From the Netherlands with love
© Chris Green, September 2013
London ’s National Gallery, one of the finest in the world, ahs been buzzing through the summer as visitors flocked to see a new exhibition, Vermeer and Music. The exhibition has now closed, but it has left a legacy. For a start, there is an accompanying book and also a lavishly produced a double CD and booklet which features music by John Dowland (1563-1626) and the slightly older William Byrd (1543-1623). Performed by the period performance group Fretwork and Christopher Wilson (lute), Michael Chance (counter tenor), and Elizabeth Liddle (viol). Dances from the Tudor period are interleafed with secular and sacred songs by the composers. Anyone appreciating the poetry of the period would be delighted by titles of pieces such as Mrs Nichols Almand, Sir Henry Umpton’s Funerall and The King of Denmarks Galiard.
However, the beauty of the EMI-Virgin release is the care that has gone into the accompanying CD booklet which not only describes – albeit briefly- the background to these composers and their work in and around London but reminding the reader and listener that John Dowland also spent much of his life as a itinerant lutenist in France, Denmark and Germany. Who know? He may have visited the Low Countries. One thing is certain: neither could have met Johannes Vermeer. He was born in 1632, years after both composers passed away. However, the link is music and the way in which the Dutch artist and his contemporaries incorporated instruments and musical activities in his paintings, some of which are reproduced in the booklet together with a commentary. From Two Boys and a Girl Making Music by Jan Miense Molenaer to The Guitar Player by Vermeer, the chosen works reflect the importance in which music-making and concerts played in the life of the new Dutch Republic (EMI-Virgin 509998493128).
Spain had been involved in the Low Countries, and the seventeenth century was marked by the European War of the Spanish Succession which ended with the Peace of Utrecht. The year was 1713 and Handel, now firmly ensconced in London, felt obliged to add his musical voice to the celebrations with an extended piece of choral writing. In 14 movements, he sets both the Te Deum and Jubilate for chorus and soloists. His employer, Elector George of Hanover and now crowned George I of Great Britain must have been pleased with the result which was first performed in St Paul’s Cathedral. For the congregation this was a new style- grand and brilliant in writing. Handel was to follow it up with Coronation anthems, one of which remains a firm favourite of choirs – Zadok the Priest. Both works are coupled in a reissued CD in which Geraint Jones Singers and Orchestra perform. The recording in 1959 shows little signs of ageing – maybe a few of the forte passages are compressed but the Polydor release was well received on its initial release.

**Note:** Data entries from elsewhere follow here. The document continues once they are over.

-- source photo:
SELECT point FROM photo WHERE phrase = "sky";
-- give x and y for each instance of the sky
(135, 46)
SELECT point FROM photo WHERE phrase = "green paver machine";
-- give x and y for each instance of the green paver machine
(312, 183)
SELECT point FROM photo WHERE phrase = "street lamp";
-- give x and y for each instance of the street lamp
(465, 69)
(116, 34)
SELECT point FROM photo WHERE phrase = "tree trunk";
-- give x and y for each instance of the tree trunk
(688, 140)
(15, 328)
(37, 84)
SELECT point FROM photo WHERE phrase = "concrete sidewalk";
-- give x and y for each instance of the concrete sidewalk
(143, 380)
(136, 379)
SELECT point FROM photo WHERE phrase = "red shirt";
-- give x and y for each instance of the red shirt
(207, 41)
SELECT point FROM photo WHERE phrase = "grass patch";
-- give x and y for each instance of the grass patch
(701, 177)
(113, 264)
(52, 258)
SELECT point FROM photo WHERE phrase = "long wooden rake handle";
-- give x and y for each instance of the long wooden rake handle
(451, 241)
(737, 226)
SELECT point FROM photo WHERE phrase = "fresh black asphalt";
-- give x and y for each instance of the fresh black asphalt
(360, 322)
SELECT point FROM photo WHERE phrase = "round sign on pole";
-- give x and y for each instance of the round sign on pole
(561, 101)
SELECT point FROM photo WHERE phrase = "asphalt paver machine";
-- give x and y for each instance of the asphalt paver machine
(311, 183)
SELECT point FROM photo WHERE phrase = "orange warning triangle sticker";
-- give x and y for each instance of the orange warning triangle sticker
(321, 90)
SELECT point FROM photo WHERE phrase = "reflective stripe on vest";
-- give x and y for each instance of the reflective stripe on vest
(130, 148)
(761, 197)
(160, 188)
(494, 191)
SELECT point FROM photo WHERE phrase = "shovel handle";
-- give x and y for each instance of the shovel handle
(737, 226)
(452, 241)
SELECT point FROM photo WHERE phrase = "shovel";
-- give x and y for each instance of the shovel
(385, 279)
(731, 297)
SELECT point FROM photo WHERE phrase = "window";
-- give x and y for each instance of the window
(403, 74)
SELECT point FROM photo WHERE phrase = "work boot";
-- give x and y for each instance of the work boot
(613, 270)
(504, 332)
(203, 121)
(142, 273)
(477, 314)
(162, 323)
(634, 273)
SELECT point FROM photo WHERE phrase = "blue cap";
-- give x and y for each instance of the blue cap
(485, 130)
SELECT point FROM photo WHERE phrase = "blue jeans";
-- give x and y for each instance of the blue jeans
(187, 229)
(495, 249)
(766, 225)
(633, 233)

The reissue comes from Archiv Production (453 167-2).
The Rotterdam Philharmonic orchestra did some good work under the baton of James Conlon and so, the final part of this postcard from the Netherlands via Great Britain is a reminder that one of the best releases in their collaboration was of three works by Francis Poulenc in which Francois-René Duchable and Jean-Philippe Collard play two pianos or one piano (depending on the work) in the Concerto for 2 pianos, the Piano Concerto and Aubade. I cannot tire of this music with zest for life mixed with passages of melancholy. It is almost as if the French composer suddenly remembers a sad episode in his life, shrugs it off, and sets off to enjoy himself in a street café (Erato 0630-13738-2).
Given the state of the recording industry at present, search for these latter two releases because they are worth acquiring.